Cyber-physical systems (CPSs) are now widely deployed in many industrial domains, e.g., manufacturing systems and autonomous vehicles. To further enhance the capability and applicability of CPSs, there comes a recent trend from both academia and industry to utilize learning-based AI controllers for the system control process, resulting in an emerging class of AI-enabled cyber-physical systems (AI-CPSs). Although such AI-CPSs could achieve obvious performance enhancement from the lens of some key industrial requirement indicators, due to the random exploration nature and lack of systematic explanations for their behavior, such AI-based techniques also bring uncertainties and safety risks to the controlled system, posing an urgent need for effective safety analysis techniques for AI-CPSs. Hence in this work, we propose Mosaic, a model-based safety analysis framework for AI-CPSs. Mosaic first constructs a Markov decision process (MDP) model as an abstract model of the AI-CPS, which tries to characterize the behaviors of the original AI-CPS. Then, based on the derived abstract model, safety analysis is designed in two aspects: online safety monitoring and offline model-guided falsification. The usefulness of Mosaic is evaluated on diverse and representative industry-level AI-CPSs, the results of which demonstrate that Mosaic is effective in providing safety monitoring to AI-CPSs and enables to outperform the state-of-the-art falsification techniques, providing the basis for advanced safety analysis of AI-CPSs.

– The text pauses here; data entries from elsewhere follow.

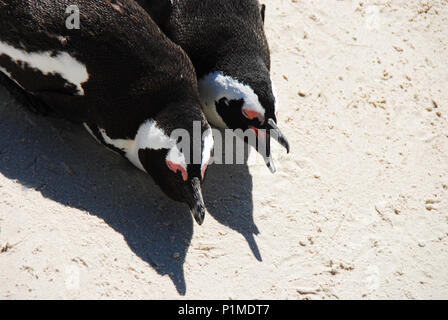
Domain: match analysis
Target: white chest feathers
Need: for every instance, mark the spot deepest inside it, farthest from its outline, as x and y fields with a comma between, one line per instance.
x=149, y=136
x=216, y=85
x=49, y=63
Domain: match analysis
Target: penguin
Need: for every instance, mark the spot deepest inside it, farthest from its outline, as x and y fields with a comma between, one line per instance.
x=226, y=41
x=96, y=75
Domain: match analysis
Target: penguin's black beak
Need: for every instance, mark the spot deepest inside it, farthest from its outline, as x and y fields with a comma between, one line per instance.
x=272, y=131
x=275, y=133
x=194, y=199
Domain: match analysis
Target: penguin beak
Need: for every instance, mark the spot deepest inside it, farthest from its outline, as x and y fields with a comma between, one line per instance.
x=195, y=200
x=275, y=133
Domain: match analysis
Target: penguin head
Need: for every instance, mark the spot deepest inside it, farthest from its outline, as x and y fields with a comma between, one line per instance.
x=177, y=158
x=244, y=102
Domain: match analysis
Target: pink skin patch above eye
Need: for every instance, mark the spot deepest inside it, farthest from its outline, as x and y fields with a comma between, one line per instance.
x=250, y=114
x=176, y=167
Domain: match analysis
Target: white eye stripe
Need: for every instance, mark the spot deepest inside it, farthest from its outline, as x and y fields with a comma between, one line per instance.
x=49, y=63
x=215, y=86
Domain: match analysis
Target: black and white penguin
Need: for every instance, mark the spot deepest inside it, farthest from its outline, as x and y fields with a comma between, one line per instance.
x=226, y=41
x=97, y=75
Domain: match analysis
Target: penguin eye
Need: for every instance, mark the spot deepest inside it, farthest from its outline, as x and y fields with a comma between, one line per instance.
x=177, y=167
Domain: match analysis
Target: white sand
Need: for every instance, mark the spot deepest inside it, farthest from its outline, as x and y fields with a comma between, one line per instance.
x=358, y=210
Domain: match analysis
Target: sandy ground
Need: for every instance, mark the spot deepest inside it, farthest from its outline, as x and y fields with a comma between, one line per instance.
x=358, y=210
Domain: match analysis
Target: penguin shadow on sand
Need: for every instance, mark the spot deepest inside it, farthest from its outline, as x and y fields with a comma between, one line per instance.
x=62, y=161
x=228, y=194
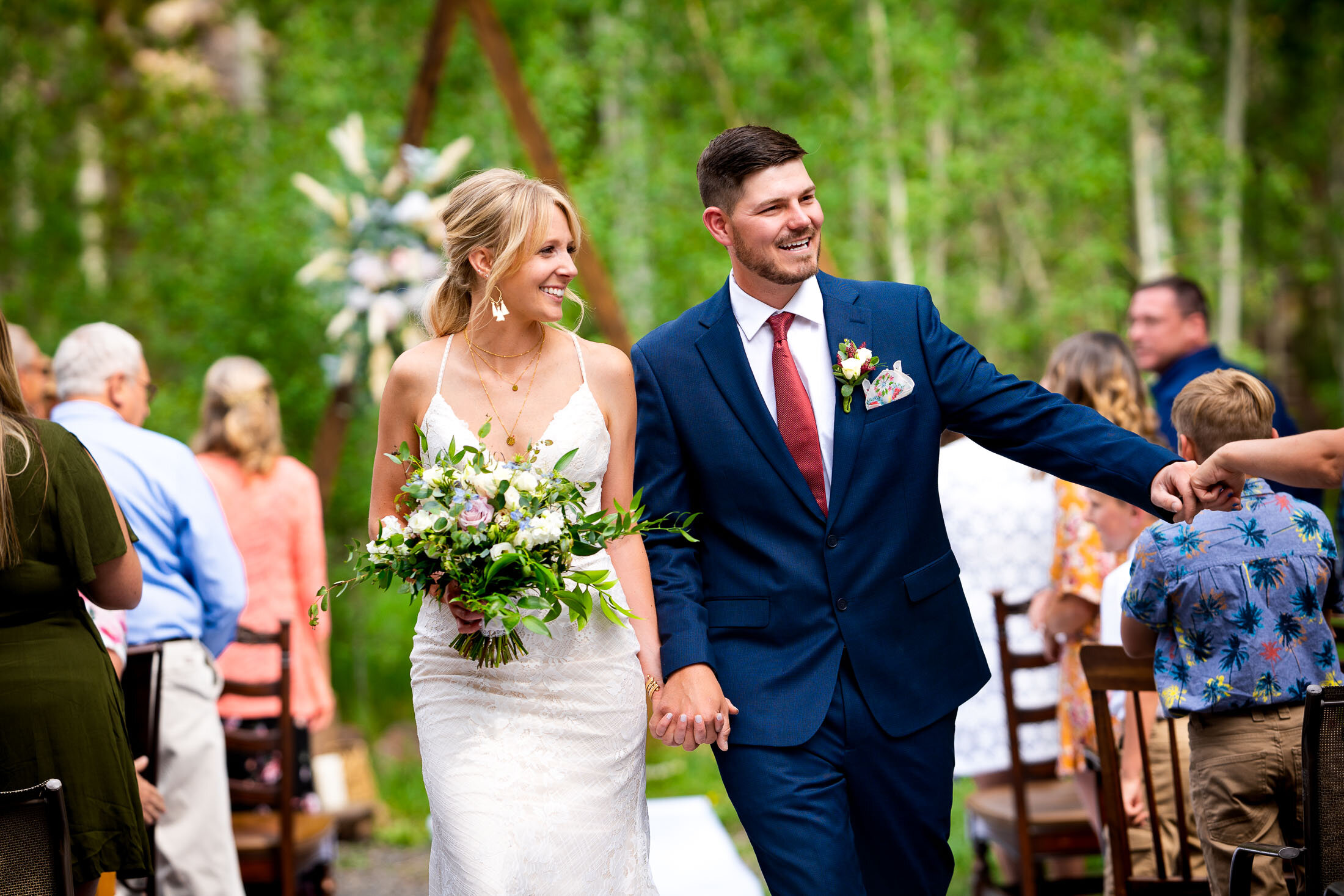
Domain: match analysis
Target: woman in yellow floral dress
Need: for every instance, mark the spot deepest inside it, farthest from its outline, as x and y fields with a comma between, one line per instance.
x=1096, y=370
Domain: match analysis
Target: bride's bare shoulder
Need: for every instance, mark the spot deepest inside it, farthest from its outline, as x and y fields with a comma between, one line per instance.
x=415, y=371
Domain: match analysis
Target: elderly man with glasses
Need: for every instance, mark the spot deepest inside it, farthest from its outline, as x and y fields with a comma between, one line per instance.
x=35, y=382
x=195, y=588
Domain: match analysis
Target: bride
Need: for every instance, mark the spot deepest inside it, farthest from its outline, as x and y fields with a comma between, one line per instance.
x=534, y=770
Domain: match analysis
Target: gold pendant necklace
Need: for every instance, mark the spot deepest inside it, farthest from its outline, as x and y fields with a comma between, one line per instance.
x=508, y=430
x=496, y=354
x=500, y=374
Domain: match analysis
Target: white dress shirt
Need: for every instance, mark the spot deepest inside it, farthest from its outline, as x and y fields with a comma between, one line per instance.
x=812, y=355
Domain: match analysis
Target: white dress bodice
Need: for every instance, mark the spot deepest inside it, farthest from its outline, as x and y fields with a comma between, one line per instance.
x=535, y=770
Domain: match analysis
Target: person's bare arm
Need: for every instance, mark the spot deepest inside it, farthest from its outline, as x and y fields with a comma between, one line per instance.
x=398, y=415
x=1309, y=460
x=119, y=582
x=615, y=381
x=1139, y=640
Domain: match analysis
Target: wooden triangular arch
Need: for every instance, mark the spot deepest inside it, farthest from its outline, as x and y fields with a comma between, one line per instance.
x=498, y=49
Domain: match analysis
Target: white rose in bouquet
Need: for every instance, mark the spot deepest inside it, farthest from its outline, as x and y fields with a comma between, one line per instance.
x=421, y=522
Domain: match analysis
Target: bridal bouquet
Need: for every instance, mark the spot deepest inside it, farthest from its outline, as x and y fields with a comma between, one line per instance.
x=507, y=534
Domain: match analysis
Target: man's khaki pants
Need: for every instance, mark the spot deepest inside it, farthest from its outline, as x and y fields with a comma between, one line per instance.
x=1141, y=854
x=194, y=840
x=1246, y=770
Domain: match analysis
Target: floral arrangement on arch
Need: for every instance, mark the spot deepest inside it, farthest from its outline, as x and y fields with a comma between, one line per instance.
x=381, y=253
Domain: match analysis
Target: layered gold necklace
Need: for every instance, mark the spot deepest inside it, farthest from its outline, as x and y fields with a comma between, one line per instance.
x=535, y=363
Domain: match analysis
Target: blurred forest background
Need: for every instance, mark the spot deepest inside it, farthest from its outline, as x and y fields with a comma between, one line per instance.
x=1027, y=160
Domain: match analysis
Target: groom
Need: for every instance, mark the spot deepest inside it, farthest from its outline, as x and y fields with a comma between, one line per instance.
x=823, y=596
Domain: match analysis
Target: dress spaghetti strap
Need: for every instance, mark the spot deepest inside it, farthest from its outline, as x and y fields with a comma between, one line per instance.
x=439, y=386
x=580, y=352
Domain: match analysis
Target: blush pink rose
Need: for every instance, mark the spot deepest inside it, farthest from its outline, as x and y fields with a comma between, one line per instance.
x=475, y=515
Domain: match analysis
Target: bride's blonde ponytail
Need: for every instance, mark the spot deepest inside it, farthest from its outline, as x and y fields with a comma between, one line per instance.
x=500, y=210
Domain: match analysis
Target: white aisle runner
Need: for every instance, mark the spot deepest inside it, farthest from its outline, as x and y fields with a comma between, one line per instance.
x=686, y=833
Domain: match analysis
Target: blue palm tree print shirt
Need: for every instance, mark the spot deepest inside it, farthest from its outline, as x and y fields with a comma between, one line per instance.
x=1237, y=603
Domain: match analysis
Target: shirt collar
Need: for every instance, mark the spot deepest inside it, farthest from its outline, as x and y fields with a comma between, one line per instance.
x=751, y=312
x=84, y=409
x=1203, y=359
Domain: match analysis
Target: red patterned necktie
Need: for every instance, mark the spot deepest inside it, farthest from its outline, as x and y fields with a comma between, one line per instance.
x=794, y=412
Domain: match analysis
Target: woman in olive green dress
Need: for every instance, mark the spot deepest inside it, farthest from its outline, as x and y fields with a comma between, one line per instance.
x=61, y=710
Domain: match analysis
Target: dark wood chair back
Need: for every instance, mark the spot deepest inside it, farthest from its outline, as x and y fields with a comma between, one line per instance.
x=142, y=688
x=280, y=796
x=1043, y=816
x=1323, y=804
x=1108, y=668
x=35, y=841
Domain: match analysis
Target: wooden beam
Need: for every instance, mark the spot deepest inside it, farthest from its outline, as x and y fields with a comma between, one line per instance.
x=499, y=51
x=425, y=90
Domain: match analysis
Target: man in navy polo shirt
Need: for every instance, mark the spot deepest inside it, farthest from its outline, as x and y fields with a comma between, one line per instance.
x=1168, y=331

翻译：信息物理系统（CPS）现已广泛应用于制造系统、自动驾驶车辆等多个工业领域。为进一步提升CPS的能力和适用性，学术界与工业界近期出现利用基于学习的AI控制器进行系统控制过程的趋势，由此催生了新兴的人工智能赋能信息物理系统（AI-CPS）。尽管从关键工业需求指标来看，此类AI-CPS能实现显著的性能提升，但由于其随机探索特性及缺乏系统化的行为解释，基于AI的技术也给受控系统带来了不确定性和安全风险，亟需针对AI-CPS的有效安全性分析技术。为此，本文提出Mosaic——面向AI-CPS的基于模型的安全性分析框架。Mosaic首先构建马尔可夫决策过程（MDP）模型作为AI-CPS的抽象模型，旨在表征原始AI-CPS的行为特征；随后基于导出的抽象模型，从在线安全监测与离线模型引导的虚假性验证两个维度设计安全性分析。通过在多样化且具有代表性的工业级AI-CPS上进行评估，结果表明Mosaic能有效为AI-CPS提供安全监测，并在性能上超越当前最先进的虚假性验证技术，为AI-CPS的进阶安全性分析奠定基础。